Pour lui, la psychanalyse n’est pas une discipline thérapeutique, juste « une illusion, une apparition, un mirage dans le désert ». Freud n’est donc pas un psychanalyste, mais un fakir, un charlatan ou un gourou, quand il prétend soigner. En réalité, Le Crépuscule d’une idole veut démontrer que Freud n’est rien d’autre qu’un philosophe.
L’auteur des Études sur l’hystérie prend sa revanche sur les philosophes qu’il trouve méprisants, en proposant une théorie qui n’est rien d’autre que sa propre vision du monde.
Michel Onfray conteste l’existence du complexe d’Œdipe. Il estime que c’est une invention de Freud, liée à son autoanalyse, mais ne correspondant à aucune réalité socioculturelle. Il en parle, faisant référence à une lettre à Fliess du 15 décembre 1897, comme « sa découverte du prétendu complexe d’Œdipe ! ». Mais, avec un aplomb incroyable, il affirme que Freud était le seul homme à avoir ce complexe à la fin du XIXe siècle et écrit sans sourciller : « Cette pathologie n’avait pas de nom, elle deviendra sous la plume de Freud le complexe d’Œdipe dont il fera une pathologie universelle dans le seul but de vivre moins seul avec elle… » Souvent redondant, le philosophe ajoute quelques pages plus loin : « Voici donc la clé de l’épistémologie freudienne : l’extrapolation d’une théorie universelle à partir d’une aventure personnelle. »
Reprenons le débat à la base. Depuis Malinowski, Margaret Mead, Lévy-Strauss, Georges Devereux et Tobie Nathan, nous savons avec certitude que l’Œdipe n’est pas universel. Les structures mentales des individus fonctionnent à partir de l’intégration de schémas clairement ethniques, culturels et religieux. La problématique la plus courante chez les Occidentaux ne se retrouve pas chez les Wolofs, les Antillais, les Rénionnais, les Indiens d’Amérique ou les Kanaks immergés dans leur culture. Par contre, elle apparaît chez ceux qui sont installés dans un pays occidental depuis deux ou trois générations. Ce n’est, d’ailleurs, pas pour rien que ceux qui sont en cours d’acculturation se construisent à partir d’une double appartenance et souffrent souvent de problèmes identitaires.
S’en prendre à Freud pour démolir la psychanalyse consiste à faire l’économie de ses contemporains et successeurs. Cette méthode thérapeutique n’est pas l’invention du seul médecin viennois. Comme le remarque à juste titre Onfray, d’autres y ont largement contribué : Janet, Breuer, Bleuler, Charcot, pour ne citer que ceux-là. Puis il y a eu Rank, Jung, Adler, Reich, Mélanie Klein, Dalbiez, Groddeck, Balint, René Held, Nacht, Lagache, Winnicot, Lacan et tant d’autres.

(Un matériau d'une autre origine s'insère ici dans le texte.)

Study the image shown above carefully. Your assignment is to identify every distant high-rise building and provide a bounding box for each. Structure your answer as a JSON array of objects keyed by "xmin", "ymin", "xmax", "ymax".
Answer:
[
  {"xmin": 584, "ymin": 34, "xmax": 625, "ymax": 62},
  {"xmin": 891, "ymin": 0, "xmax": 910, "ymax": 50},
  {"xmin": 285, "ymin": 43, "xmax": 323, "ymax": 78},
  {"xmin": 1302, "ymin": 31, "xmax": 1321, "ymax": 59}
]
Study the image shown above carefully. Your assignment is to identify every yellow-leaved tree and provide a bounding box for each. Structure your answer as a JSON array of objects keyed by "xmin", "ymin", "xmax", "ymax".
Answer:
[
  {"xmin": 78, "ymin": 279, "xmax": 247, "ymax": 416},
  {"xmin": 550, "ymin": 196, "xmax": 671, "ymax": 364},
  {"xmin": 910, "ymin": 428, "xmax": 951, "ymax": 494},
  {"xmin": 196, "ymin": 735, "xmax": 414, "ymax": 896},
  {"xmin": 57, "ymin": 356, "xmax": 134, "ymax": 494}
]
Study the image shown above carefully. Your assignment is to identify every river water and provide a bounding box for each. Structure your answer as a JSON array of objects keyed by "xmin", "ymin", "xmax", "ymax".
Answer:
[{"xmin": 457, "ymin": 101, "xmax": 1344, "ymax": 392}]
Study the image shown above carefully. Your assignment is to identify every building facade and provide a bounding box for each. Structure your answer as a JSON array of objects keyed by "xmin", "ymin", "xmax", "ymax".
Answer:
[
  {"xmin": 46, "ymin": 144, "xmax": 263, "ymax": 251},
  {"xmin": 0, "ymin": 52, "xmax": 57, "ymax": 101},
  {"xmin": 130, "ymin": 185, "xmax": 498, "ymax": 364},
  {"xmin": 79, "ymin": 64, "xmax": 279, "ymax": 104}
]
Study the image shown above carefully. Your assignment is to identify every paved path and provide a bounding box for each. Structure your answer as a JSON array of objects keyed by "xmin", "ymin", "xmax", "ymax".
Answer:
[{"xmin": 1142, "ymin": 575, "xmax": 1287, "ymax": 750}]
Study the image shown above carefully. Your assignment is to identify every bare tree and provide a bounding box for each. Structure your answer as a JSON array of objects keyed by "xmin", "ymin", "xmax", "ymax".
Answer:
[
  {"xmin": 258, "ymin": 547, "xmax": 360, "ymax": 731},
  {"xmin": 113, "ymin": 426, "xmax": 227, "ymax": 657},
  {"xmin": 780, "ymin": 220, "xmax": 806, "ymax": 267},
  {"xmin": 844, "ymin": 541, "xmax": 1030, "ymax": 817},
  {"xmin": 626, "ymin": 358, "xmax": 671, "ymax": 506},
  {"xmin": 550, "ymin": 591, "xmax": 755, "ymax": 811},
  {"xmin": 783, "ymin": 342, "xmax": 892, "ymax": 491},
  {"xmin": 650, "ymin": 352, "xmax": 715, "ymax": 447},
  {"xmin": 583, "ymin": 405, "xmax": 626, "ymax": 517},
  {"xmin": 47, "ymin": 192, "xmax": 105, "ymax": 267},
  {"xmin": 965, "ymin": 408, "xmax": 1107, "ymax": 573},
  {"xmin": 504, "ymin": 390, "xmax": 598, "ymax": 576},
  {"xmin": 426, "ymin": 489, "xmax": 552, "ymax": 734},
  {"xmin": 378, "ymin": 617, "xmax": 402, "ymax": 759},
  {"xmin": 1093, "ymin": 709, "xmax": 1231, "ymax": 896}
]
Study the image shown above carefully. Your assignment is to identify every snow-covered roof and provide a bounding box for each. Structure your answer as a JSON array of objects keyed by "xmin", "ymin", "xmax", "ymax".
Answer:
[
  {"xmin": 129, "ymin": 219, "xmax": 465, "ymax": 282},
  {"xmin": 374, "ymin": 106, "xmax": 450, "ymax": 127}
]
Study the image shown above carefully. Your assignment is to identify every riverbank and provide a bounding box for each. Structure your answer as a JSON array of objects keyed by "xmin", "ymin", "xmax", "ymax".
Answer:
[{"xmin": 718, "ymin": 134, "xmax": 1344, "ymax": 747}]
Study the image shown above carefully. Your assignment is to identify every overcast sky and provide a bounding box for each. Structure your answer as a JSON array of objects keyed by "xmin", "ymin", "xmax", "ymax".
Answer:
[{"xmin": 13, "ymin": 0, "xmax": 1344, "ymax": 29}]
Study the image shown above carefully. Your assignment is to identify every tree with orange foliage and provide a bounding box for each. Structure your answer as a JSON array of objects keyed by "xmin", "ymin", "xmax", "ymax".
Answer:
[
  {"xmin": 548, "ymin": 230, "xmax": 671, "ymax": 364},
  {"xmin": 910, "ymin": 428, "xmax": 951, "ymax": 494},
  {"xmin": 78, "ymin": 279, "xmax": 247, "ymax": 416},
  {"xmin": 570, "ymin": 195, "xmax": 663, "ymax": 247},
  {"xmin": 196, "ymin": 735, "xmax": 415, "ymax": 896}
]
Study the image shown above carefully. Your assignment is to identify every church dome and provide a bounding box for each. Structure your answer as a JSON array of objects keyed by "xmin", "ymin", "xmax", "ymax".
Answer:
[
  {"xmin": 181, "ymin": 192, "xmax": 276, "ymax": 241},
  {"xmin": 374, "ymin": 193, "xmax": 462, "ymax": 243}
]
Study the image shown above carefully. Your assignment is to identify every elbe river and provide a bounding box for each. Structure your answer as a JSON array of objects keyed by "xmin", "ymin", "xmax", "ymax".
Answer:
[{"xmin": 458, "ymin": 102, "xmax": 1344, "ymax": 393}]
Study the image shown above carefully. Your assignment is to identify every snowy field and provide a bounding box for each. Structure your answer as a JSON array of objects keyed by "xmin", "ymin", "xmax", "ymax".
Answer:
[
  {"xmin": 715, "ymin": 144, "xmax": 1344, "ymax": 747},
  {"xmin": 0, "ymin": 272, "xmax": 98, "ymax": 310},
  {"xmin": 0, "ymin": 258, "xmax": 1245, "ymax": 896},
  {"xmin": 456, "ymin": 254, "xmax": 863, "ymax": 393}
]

La discipline s’est étoffée
Au départ subversive et respectueuse de la liberté, elle a constaté que le complexe d’Œdipe ne concernait qu’une partie des individus. Adler a mis en évidence le fait que, pour certains, le problème n’était ni sexuel, ni incestueux, mais plutôt de l’ordre de la volonté de puissance et du sentiment d’infériorité.
Nous-mêmes, aujourd’hui, avons des sujets qui ne nous entraînent pas du tout sur le terrain de la sexualité. Le manque de confiance en soi, les carences narcissiques primaires et la compulsion de répétition à l’échec les amènent à surcompenser dans une revendication de supériorité à laquelle ils ne croient pas vraiment eux-mêmes.
De plus, Jung, sans doute moins phallocrate que Freud, s’est rendu compte que parler d’Œdipe pour une femme serait une aberration. Dans ce complexe, en effet, le garçon est inconsciemment amoureux de sa mère et donc rival de son père. C’est pourquoi, cherchant un nom dans l’Antiquité, il a trouvé celui d’Electre qui, pour la fille, est symétrique d’Œdipe. Il aurait, du reste et sur le plan symbolique, tout aussi bien pu retenir le nom d’Antigone.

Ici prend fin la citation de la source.